While the "Enhanced Two-Way Walkway" proposal is a modest improvement, by far the most progressive proposal is the "Enhanced Walkway, with Bike Lane
and One-Way Vehicle Travel" pictured above.  This time the plan actually removes a car-travel lane for the benefit of all other road users. 

  • Wow – I remember going to those hearings in Pasadena City Hall. In fact, I’ve still got city council footage sitting on my hard drive of those meetings. There were a lot of pissed off bike riders, and it’s good to see that something productive is peeking its head out of what was initially a very one-sided and poorly thought out plan to prohibit cyclists from riding ’round the Rose Bowl.
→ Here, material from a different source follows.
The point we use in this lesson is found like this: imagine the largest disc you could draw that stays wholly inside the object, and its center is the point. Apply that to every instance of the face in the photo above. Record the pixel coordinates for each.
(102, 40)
    Hats off to those who worked hard to get things to this point. I like the widened pedestrian walkway and the removal of two-way car traffic. The real hazard at the Rose Bowl is the multi-ton vehicles blazing through the area – not people riding bikes and certainly not normal folks out for a healthy evening stroll.

  • angle

    I’m not actually familiar with the loop in question, but I’m wondering why motor vehicles would need two lanes in opposing directions, since even when traveling at a fairly low speed it would only take them a few minutes to “commute” around the entire loop.

  • As I recall the problem with bicycles cited by the council was collisions with pedestrians and not a conflict with automobiles. I ride and run the loop frequently and have never noticed a real problem with cars (except maybe when they try to park in the middle of the pedestrian zone). The real problem is that many of the pedestrians will walk right in front of bicycles or cars because they are not looking where they are going and they are not aware of their surroundings because they are using iPods. The so called “buffer zone” has just made this worse because many pedestrians just feel this is an extension of the pedestrian zone and many cyclists think it is a bike lane. None of the proposed solutions addresses this critical issue.

    If pedestrians are going to be allowed to walk in the same direction as vehicular traffic then there should be some sort of physical barrier between the pedestrians and vehicles so that pedestrians don’t walk out in front of bikes or cars. Simple “flexible delineator posts” won’t stop a walker with a stroller moving out into traffic to pass someone.

    Another possible solution is to paint a stripe down the center of the pedestrian zone and add indicators showing that the outside lane goes against vehicular traffic. People can then go with traffic if they want to but it would be on the inside lane away from bikes and cars. I have my doubts that people would follow this since people prefer the flatter asphalt on the outside, but it would be worth a try.

  • Spokker

    Bikes rule!!!

  • I think that the upgrades suggested by city staff address your concerns Paulie.

  • Spokker

    God I love bikes. It’s great when everybody comes together as one.

    http://www.youtube.com/watch?v=zXvqwva-ChQ

    When they blocked the intersection I really felt like LA was coming together to embrace cycling as a serious commuting option. I really wish the city just did away with signals altogether. Clearly they are not needed in LA Biking Utopia! Silly transportation planners.